The Endius Atavi System is indicated for use in instrumented posterolateral fusion procedures where the TriFix Spinal Instrumentation System is utilized.

The Endius Atavi System is also intended to be used for posterior endoscopic access to the lumbar spine for various endoscopic spinal procedures such as discectomy, nucleotomy, non-instrumented posterolateral fusion procedures.

The Endius Atavi System includes instruments used to access the spine by dilation of the overlying tissues, as well as a retracting device that is used to maintain the access. The visualization components of the system include, an endoscope, a light source, light guide, a camera control unit, and a camera head.

1. Table of Acceptance Criteria and Reported Device Performance:

   The provided document does not explicitly state acceptance criteria in a quantitative or qualitative manner against which the Endius Atavi System's performance is measured. Instead, it refers to "validation testing (performance testing)" as part of a Special 510(k) submission, confirming compliance with design control requirements.

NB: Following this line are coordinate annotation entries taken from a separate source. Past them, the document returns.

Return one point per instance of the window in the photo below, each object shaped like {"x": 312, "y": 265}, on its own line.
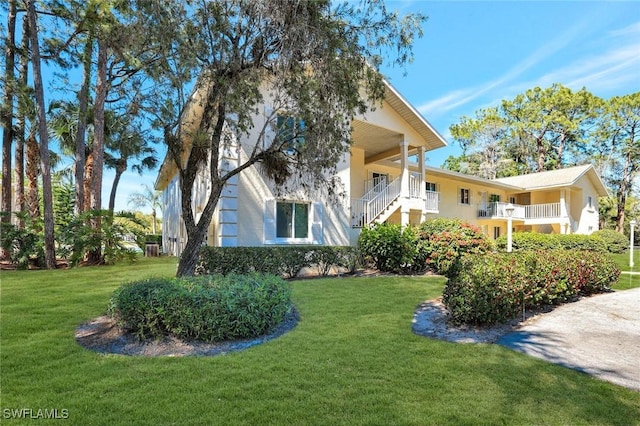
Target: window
{"x": 290, "y": 132}
{"x": 292, "y": 220}
{"x": 496, "y": 232}
{"x": 465, "y": 196}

   Therefore, a table of acceptance criteria and reported device performance cannot be generated from the given text. The basis for substantial equivalence is primarily rooted in comparison to predicate devices, indications for use, and technological characteristics, rather than specific performance metrics against pre-defined acceptance criteria.

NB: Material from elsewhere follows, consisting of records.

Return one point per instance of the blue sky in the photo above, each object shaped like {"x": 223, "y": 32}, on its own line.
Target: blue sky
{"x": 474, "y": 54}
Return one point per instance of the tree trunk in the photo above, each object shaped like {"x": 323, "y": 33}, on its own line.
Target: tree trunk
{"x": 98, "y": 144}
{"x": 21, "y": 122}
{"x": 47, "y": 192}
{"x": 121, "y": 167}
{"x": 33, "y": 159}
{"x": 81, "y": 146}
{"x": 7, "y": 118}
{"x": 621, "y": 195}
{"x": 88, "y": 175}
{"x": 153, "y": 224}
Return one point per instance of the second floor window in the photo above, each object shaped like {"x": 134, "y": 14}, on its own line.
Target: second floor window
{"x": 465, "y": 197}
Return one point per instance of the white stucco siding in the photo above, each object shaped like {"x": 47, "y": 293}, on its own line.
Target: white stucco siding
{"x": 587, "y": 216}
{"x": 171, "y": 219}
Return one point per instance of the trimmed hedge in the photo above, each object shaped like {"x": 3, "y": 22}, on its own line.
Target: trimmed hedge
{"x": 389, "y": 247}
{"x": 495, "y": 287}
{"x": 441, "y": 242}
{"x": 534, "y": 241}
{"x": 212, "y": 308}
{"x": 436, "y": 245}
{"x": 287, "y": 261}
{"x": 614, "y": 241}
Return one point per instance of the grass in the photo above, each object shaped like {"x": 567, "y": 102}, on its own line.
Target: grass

2. Sample Size Used for the Test Set and Data Provenance:
   The document does not provide information regarding a specific "test set" with a sample size or data provenance (e.g., country of origin, retrospective/prospective). The submission is a "Special 510(k): Device Modification," which focuses on demonstrating compliance with design control requirements and relevant validation testing for the modification. This type of submission typically doesn't involve clinical studies with test sets in the same way as a de novo or traditional 510(k) for a new device might.

3. Number of Experts Used to Establish the Ground Truth for the Test Set and Their Qualifications:
   Not applicable. The document does not describe a study involving a "test set" for which ground truth was established by experts.

4. Adjudication Method for the Test Set:
   Not applicable. The document does not describe a study involving a "test set" that would require an adjudication method.

5. Multi-Reader Multi-Case (MRMC) Comparative Effectiveness Study:
   No, a Multi-Reader Multi-Case (MRMC) comparative effectiveness study was not done. The document focuses on demonstrating substantial equivalence based on technological characteristics and indications for use compared to predicate devices, and design control compliance for modifications, not on measuring human reader improvement with or without AI assistance.

6. Standalone (i.e., algorithm only without human-in-the-loop performance) Study:
   No, a standalone (algorithm only) study was not done. The Endius Atavi System is an endoscopic spinal access system, a physical medical device, not an algorithm or AI.

7. Type of Ground Truth Used:
   Not applicable. The document does not describe a study that established "ground truth" using expert consensus, pathology, or outcomes data. The submission is a Special 510(k) for a device modification, focusing on verifying that the modified device continues to meet its intended purpose and safety requirements in line with predicate devices.

8. Sample Size for the Training Set:
   Not applicable. The Endius Atavi System is a physical medical device, not an AI or algorithm that would require a "training set."

9. How Ground Truth for the Training Set Was Established:
   Not applicable. As the device is not an AI or algorithm, there is no "training set" or "ground truth" establishment process for it in this context.